MICHAEL RIMMER off of THE RISE AND RISE OF MICHAEL RIMMER
Yes, yes, Peter Cook can't act for toffee, and saying that his
glassy-eyed panic stare happens to be perfect for the role of the
malevolent charmer doesn't fool anyone. And yet. Unlike many anti-
heroes, this one doesn't get the best lines, doesn't get to dispatch
of anyone in any exquisitely gory ways (well, apart from pushing the
PM of a North Sea rig) and, well, doesn't do anything much except
become very successful with a bit of well-placed manipulation of the
various fools who orbit around him. He's meant to be David Frost, of
course, and that's possibly the key here - grasping, media
exploiting people like this are a genuine pain in the arse in the
real world, but elevated to the status of a genuinely evil menace
(Rimmer starts as a time and motion clipboard holder at Arthur
Lowe's ad agency, and ends up dictator of Britain) the usual
overweening dislike melts away, and a strange admiration creeps in.
If only Denholm Elliot, thanklessly cast as shifty arch rival Peter
Niss, was playing the main part...
GEORGE CALDWELL off of SILVER STREAK
You knew it was coming! But other than shoehorning yet another
mention of the finest (and, not altogether unrelated to that,
funniest) Hitchcock spoof, there's genuine reason to stick Gene
Wilder's character in here. Familiarity has long since bred contempt
for our man's eternally baffled schtick, but for our money 1976, and
this film in particular, was the time he perfected his anti-heroic
persona. That's "anti" not in the sense of "evil" but in the sense
of "doesn't want to be here", and no that's not cheating. Mild-
mannered, quietness-hankering publisher George Caldwell takes the
wrong train and is subsequently shat on by events, like the nominal
lead in The Stuntman, but the weary befuddlement with which he
greets every challenge - from holding Clifton James' redneck sheriff
at gunpoint, to enduring Lucille Benson's aerobatics, and of course
the infamous transistor radio and shoe polish escapade, is a
guaranteed audience winner. This time, you're firmly on the side of
the man being thrown off the train, beaten up etc., and it's all
thanks to Wilder. Sadly, that put-on bankability was milked dry
several times over during the following decade, but put all thoughts
of See No Evil, Hear No Evil out of your mind and this is still the
ultimate reluctant hero comedy.
GRAND MOFF TARKIN off of STAR WARS
Darth Vader might seem the obvious choice for this sort of thing,
but it would be rather disingenuous of us we feel to include him
since in Star Wars Draught Evader is far from being the nastiest,
most menacing presence on the screen. Oh no, in that first
instalment (we're just not going to call it A New Hope, George)
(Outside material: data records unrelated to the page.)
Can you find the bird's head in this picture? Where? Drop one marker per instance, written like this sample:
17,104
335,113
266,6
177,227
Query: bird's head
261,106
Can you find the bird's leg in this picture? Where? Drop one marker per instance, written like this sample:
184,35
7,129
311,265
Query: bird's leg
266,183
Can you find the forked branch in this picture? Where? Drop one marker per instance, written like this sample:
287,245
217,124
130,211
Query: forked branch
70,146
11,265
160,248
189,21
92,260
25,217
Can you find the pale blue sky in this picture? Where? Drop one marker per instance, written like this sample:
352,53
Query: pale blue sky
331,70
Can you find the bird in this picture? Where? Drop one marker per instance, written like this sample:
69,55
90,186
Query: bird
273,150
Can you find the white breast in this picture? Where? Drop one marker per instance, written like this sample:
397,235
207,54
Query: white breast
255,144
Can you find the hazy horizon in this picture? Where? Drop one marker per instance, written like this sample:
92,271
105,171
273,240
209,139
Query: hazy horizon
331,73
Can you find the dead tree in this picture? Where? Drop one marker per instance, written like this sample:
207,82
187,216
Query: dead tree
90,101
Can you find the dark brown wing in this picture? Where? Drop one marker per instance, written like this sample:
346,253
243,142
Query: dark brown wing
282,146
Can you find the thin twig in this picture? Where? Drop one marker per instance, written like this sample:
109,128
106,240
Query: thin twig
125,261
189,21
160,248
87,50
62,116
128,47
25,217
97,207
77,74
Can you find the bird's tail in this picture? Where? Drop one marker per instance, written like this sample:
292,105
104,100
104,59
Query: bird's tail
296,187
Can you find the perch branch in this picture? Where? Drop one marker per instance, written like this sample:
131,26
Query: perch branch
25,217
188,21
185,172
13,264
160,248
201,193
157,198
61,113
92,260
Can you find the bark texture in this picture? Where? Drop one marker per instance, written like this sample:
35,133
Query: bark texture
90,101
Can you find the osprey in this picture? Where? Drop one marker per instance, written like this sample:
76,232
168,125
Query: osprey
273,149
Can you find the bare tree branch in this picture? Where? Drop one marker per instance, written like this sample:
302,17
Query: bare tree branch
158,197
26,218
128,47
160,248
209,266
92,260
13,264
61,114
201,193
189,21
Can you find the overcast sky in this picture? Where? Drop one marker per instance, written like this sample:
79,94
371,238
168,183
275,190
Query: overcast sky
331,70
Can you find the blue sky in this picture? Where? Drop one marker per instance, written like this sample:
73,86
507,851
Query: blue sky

there is someone far more frightening, and far more engaging, on
show than Dark Helmet and that is the spindly and dastardly figure
of Peter Cushing's Grand Moff Tarkin. What's not to love about
Tarkin? Not only does he tell the very-obviously-bad Darth Vader
what to do, not only does he blow up planets even when he says he
won't, not only do we recognise him as the man who has dispatched
Dracula over a dozen times on a Saturday night but he is also in
charge of the Death Star! And when you're about seven, that means
you rank pretty highly in anyone's juvenile estimations. The down
side to Tarkin is that you don't get to see him nearly enough and
that he also gets blown up at the end. But when he is on screen he
manages to embody the entire power of an evil Galactic Empire just
by furrowing his brow and enunciating every syllable in the
phrase "a military target" and by rolling the word "reasonable"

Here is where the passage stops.